Me siento diferente, pero no ajena al paisaje que contemplo. En lo que mi vista alcanza, tengo en el centro un terroso camino salpicado de espejos que la lluvia ha abandonado a su paso creando figuras geométricas diluidas e incluso ha ido rellenando las huellas de aquella mujer de lento caminar tras un día de afanoso trabajo en los campos.

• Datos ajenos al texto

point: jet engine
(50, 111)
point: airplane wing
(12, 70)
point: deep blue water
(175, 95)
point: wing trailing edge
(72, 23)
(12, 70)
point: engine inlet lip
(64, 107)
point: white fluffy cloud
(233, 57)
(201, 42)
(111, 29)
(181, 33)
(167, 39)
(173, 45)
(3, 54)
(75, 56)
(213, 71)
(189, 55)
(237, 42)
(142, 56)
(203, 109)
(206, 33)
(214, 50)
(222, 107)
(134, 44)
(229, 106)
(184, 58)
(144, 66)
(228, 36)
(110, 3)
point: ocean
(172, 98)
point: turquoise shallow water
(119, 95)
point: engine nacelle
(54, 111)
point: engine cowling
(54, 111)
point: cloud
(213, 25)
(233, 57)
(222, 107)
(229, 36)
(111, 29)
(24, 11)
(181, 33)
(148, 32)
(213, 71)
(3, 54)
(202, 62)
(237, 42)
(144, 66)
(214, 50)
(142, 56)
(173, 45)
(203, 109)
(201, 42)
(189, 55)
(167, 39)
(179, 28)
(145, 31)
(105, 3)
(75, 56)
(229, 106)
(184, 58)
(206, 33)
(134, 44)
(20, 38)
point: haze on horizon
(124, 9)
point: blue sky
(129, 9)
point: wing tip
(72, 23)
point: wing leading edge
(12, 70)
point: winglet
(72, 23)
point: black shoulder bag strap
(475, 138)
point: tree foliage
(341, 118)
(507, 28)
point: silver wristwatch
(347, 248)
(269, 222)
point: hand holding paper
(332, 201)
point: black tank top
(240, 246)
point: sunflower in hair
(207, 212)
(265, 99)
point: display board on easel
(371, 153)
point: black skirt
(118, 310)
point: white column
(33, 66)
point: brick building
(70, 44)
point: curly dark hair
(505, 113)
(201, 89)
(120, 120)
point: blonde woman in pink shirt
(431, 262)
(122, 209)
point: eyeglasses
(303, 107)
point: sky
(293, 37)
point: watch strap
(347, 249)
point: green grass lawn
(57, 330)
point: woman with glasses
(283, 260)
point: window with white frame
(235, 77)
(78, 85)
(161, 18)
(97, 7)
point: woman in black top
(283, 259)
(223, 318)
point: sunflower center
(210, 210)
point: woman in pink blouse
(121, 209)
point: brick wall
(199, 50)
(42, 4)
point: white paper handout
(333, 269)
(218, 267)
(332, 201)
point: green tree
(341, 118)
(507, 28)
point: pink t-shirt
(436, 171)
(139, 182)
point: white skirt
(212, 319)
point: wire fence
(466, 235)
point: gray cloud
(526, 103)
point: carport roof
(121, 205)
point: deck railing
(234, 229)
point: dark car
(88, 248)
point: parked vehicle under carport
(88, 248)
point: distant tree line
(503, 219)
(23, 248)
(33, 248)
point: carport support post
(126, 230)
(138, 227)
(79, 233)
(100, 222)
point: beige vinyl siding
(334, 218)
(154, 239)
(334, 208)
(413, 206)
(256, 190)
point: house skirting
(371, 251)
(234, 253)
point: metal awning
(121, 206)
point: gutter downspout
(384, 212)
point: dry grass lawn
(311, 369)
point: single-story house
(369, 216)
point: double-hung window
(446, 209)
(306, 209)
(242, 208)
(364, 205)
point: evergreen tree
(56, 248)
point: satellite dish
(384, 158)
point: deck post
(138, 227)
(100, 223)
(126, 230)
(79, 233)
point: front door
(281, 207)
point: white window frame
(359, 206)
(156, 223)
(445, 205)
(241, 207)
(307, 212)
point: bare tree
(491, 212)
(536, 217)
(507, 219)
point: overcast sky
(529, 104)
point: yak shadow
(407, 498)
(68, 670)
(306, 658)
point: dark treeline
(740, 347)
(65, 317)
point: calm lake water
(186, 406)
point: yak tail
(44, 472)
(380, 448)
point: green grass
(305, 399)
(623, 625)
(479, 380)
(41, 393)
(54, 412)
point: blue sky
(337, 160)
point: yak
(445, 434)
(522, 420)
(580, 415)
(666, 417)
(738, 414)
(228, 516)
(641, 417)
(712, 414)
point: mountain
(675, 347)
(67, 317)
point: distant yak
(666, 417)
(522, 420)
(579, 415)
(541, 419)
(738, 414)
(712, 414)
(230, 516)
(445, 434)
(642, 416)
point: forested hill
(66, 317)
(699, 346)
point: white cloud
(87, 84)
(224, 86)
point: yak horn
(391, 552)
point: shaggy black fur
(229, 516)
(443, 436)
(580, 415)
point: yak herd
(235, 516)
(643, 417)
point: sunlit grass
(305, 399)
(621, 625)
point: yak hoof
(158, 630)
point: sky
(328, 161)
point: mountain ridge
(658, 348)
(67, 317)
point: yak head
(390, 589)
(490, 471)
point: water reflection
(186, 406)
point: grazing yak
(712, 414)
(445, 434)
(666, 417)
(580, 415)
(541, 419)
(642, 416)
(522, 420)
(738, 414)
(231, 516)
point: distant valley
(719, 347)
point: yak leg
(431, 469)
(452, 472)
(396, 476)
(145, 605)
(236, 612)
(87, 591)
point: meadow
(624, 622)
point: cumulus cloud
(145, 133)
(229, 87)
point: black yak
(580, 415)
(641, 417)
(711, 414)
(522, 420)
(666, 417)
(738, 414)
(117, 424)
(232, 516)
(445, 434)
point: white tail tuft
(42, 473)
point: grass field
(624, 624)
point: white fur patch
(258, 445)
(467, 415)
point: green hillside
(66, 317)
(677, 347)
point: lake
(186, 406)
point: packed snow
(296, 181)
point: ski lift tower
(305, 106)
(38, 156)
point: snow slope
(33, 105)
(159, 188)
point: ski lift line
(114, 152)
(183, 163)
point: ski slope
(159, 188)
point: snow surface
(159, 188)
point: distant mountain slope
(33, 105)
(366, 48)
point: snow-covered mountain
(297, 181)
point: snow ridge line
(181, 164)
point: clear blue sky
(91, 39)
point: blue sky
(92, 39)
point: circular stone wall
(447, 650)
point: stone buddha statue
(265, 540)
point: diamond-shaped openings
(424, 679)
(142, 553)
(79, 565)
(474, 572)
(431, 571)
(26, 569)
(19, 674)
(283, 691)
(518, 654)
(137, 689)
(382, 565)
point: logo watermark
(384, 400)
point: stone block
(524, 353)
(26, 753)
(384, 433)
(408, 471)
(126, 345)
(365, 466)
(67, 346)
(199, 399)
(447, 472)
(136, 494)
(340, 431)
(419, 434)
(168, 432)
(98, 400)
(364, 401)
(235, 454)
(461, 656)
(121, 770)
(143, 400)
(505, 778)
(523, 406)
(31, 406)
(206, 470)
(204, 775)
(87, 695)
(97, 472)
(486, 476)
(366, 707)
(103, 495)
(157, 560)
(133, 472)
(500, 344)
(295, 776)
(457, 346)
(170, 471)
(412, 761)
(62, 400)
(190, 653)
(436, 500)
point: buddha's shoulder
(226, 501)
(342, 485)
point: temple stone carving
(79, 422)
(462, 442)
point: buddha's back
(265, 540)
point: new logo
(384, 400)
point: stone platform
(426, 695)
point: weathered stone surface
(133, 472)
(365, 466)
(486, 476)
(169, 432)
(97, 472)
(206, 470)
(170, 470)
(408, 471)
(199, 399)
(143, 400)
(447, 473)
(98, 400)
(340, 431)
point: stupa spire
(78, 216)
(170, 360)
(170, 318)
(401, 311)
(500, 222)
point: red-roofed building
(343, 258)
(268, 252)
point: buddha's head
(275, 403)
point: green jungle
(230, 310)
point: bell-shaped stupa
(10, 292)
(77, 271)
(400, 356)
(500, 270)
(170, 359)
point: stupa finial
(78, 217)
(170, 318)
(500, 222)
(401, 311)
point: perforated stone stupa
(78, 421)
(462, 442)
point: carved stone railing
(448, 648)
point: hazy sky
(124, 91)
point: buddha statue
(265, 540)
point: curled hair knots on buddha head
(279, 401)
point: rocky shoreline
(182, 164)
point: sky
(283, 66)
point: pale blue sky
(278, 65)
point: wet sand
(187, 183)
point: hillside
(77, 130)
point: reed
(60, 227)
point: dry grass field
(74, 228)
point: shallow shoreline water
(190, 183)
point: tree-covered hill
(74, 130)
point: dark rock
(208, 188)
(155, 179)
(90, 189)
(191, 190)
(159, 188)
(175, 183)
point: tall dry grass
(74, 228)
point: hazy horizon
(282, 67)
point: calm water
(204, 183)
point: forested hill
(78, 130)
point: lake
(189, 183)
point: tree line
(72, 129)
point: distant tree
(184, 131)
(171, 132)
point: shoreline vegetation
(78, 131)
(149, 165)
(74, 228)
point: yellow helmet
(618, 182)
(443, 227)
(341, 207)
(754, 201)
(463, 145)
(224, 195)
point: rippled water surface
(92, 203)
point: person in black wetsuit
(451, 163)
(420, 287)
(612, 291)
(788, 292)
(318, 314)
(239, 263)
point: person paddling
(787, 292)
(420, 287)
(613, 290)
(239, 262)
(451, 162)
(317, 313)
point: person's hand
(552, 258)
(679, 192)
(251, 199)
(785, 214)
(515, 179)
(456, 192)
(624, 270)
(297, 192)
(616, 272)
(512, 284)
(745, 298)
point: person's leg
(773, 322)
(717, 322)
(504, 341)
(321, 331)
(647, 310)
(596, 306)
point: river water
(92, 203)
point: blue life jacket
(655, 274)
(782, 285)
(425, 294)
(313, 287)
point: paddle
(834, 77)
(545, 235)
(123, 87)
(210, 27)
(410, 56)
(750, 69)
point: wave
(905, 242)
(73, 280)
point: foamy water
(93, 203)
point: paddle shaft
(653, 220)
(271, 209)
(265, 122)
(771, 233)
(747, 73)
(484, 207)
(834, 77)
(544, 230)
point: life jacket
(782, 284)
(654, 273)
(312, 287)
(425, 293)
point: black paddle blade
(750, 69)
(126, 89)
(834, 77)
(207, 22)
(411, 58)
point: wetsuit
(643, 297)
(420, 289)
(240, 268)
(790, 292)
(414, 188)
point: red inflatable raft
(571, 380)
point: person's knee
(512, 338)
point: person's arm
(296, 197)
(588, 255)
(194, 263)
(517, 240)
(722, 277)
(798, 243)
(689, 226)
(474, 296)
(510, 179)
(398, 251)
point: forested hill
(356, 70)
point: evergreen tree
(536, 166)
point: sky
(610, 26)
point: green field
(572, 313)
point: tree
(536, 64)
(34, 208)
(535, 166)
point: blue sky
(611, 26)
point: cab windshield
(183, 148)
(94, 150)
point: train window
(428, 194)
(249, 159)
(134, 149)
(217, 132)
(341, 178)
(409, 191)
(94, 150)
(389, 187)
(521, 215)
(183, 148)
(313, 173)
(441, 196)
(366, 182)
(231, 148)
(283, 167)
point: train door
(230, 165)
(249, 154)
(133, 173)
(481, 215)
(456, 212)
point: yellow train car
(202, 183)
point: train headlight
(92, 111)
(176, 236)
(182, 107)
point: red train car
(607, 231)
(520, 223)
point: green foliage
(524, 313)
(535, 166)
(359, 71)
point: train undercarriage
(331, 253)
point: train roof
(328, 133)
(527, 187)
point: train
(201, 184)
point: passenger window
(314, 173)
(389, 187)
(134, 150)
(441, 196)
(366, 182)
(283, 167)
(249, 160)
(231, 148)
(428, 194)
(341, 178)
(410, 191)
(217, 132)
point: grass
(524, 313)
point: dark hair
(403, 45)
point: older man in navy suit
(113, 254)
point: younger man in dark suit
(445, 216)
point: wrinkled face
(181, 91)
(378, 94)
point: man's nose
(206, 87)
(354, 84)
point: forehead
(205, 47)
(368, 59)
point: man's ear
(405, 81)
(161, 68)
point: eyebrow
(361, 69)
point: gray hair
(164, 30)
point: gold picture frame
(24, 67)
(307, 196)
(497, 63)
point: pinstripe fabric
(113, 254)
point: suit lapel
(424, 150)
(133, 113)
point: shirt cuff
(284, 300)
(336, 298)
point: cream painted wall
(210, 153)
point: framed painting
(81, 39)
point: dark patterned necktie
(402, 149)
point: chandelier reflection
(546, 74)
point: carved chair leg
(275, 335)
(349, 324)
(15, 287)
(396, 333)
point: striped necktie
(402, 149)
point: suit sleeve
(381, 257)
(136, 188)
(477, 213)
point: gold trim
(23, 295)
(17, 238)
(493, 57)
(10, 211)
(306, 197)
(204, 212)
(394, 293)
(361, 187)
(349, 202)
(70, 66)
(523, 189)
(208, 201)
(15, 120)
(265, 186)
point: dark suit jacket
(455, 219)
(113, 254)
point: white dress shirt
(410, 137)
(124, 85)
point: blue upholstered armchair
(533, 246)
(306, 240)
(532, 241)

El atardecer proyecta, entre la vereda de árboles que bordean la orilla derecha del camino, una nebulosa luz crepuscular que envuelve la imagen con un misterioso halo, convirtiéndolo en fantástico espectáculo en el que las copas de los árboles semejan cabelleras inclinadas al paso del viento, mirando en línea hacia los tiempos por venir; a la izquierda, verdes campos de altas hierbas enredadas entre sí formando una espesura compacta que expele frescura sobre el camino.
En el horizonte, una sombra elevada rompe lo vertical de la perspectiva y se pierde junto a un sol que arroja, cansado, como apoyado en ella, el fruto de sus últimos esfuerzos para mantener la luz diurna dentro de un creciente mar de nubes que salpican un cielo que va cerrándose.
Puedo ver, apoyado en uno de los robustos árboles unos pasos más adelantado a mí, el cuerpo lánguido de un hombre; quizá descanse, quizá disfrute de esta espectacular obra de arte, quizá tan solo espere la llegada de alguien con quien compartir el resto del camino.
Desearía estar dentro de este cuadro, no ser una mera espectadora de una realidad ficticia. Hay momentos en que la realidad y la ficción se desdibujan, entremezclando sus contornos.